I do admit, I was taken back a bit by the lack of available software that I personally wanted. I’m not saying that YaST lacks software, because that’s far from being the case. But for what I use on a regular basis, I had to look into alternative install methods, rather than simply load up YaST and search for what I needed. Of the applications I wanted to install, those not found in YaST were Google Chrome, Google Earth, SMPlayer, VLC, Bluefish, VMware, Skype and Nero.

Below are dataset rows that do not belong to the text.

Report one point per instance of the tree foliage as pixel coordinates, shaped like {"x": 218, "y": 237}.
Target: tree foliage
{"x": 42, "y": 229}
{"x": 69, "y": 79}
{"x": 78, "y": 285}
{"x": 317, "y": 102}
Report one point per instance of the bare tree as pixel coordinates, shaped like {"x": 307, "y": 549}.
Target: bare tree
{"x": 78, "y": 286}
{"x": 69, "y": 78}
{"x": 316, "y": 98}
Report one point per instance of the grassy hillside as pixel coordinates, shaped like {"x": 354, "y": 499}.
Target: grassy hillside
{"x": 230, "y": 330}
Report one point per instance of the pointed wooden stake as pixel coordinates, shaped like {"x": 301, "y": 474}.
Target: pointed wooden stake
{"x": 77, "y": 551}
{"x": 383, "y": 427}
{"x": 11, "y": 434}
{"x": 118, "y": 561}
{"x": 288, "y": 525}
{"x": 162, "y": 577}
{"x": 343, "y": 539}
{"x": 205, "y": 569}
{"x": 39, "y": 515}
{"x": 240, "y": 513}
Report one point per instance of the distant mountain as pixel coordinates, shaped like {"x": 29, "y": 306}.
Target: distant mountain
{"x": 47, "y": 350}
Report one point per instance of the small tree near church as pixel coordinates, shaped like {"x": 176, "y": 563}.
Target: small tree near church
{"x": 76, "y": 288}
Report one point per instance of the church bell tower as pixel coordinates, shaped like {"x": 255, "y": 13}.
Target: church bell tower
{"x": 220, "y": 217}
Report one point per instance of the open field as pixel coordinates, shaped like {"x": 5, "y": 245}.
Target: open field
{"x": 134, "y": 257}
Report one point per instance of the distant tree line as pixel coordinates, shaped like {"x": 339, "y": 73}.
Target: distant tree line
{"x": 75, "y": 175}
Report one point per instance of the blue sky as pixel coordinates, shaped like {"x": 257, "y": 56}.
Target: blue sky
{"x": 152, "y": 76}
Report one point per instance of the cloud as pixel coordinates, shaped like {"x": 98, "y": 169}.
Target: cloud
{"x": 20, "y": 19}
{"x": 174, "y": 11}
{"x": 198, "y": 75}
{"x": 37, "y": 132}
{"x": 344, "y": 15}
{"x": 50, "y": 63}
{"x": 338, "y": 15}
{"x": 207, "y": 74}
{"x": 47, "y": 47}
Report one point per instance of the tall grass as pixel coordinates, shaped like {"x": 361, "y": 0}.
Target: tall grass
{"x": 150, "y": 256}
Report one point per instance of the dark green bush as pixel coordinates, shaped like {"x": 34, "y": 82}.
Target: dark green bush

I can understand the omission of some of these, since they’re commercial or proprietary, but the lack of both Bluefish and VLC were a little puzzling, since both are open-sourced. To install most of these applications, I simply went to SUSE’s online repository and grabbed them there, or downloaded the RPM versions of a particular application on its respective website.
Some of the applications I mention above might incite a, “Do you really expect everything to be there?” response from some of you, but I’m coming from Gentoo, which has every-single one of those applications available in its repository, so it’s not completely outlandish to expect a wider selection of software to be available.
It should be noted, though, after you add some additional repositories, some of those applications mentioned will become available through YaST. In particular, SMPlayer and VLC became available after adding a popular media-related repository. Of all the applications I installed, Skype proved to be the most complicated. The application itself installed fine, but in order to actually have it function, I had to use YaST to install these additional packages: xorg-x11-libXv-32bit, libqt4-32bit, libqt4-x11-32bit and libpng12-0-32bit. I only mention these here because Skype is a popular program, and it might prove useful to someone.